Nasser al-Awlaki, the father of Anwar al-Awlaki, filed a lawsuit against the U.S. government's policy of extrajudicial assassinations before his son was killed. On December 6, 2010, a federal judge dismissed the case, saying that these killings were a "political question" for the executive branch of the government to decide, not judges.

The American Civil Liberties Union (ACLU) and the Center for Constitutional Rights, in a statement against the ruling, said that with this ruling "the government has the unreviewable authority to carry out the targeted killing of any American, anywhere, whom the president deems to be a threat to the nation."

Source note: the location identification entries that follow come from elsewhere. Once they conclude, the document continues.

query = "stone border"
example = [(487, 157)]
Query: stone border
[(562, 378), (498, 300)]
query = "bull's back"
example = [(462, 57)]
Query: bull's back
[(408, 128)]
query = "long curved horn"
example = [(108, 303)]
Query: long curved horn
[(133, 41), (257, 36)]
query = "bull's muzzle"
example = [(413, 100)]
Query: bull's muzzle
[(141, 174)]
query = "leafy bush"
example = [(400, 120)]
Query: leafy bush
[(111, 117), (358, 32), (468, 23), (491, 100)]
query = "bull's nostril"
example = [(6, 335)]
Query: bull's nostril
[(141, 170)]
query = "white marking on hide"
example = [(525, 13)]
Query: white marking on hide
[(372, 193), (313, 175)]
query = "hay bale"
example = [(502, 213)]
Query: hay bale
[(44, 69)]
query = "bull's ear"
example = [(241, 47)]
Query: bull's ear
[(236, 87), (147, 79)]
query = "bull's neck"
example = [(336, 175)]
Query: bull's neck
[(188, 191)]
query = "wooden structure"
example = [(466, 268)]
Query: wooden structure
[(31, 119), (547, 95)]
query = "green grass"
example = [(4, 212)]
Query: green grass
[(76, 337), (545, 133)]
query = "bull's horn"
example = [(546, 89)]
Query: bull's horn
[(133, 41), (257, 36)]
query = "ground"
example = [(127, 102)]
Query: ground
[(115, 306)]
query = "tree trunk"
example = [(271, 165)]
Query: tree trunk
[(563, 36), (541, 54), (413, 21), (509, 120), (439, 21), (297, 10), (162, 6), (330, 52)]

And the killing continues.

Less than a month after al-Awlaki was killed, his 16-year-old son Abdulrahman, who had run away from home to try to find his father, was killed in another attack, along with a friend, age 17. A spokesman for the U.S. said that the drone strike was supposedly intended to kill a man they had identified as an "al Qaeda leader," who was not among the dead.

Abdulrahman's grandfather said to an American journalist the other murdered youth "was a 17-year-old kid, who was not an American citizen but is a human being, killed in cold blood. I cannot comprehend how my teenage grandson was killed by a Hellfire missile, how nothing was left of him except small pieces of flesh. Why? Is America safer now that a boy was killed?"

One of the youths' friends asked, "I have one question for you. Who can't America kill?"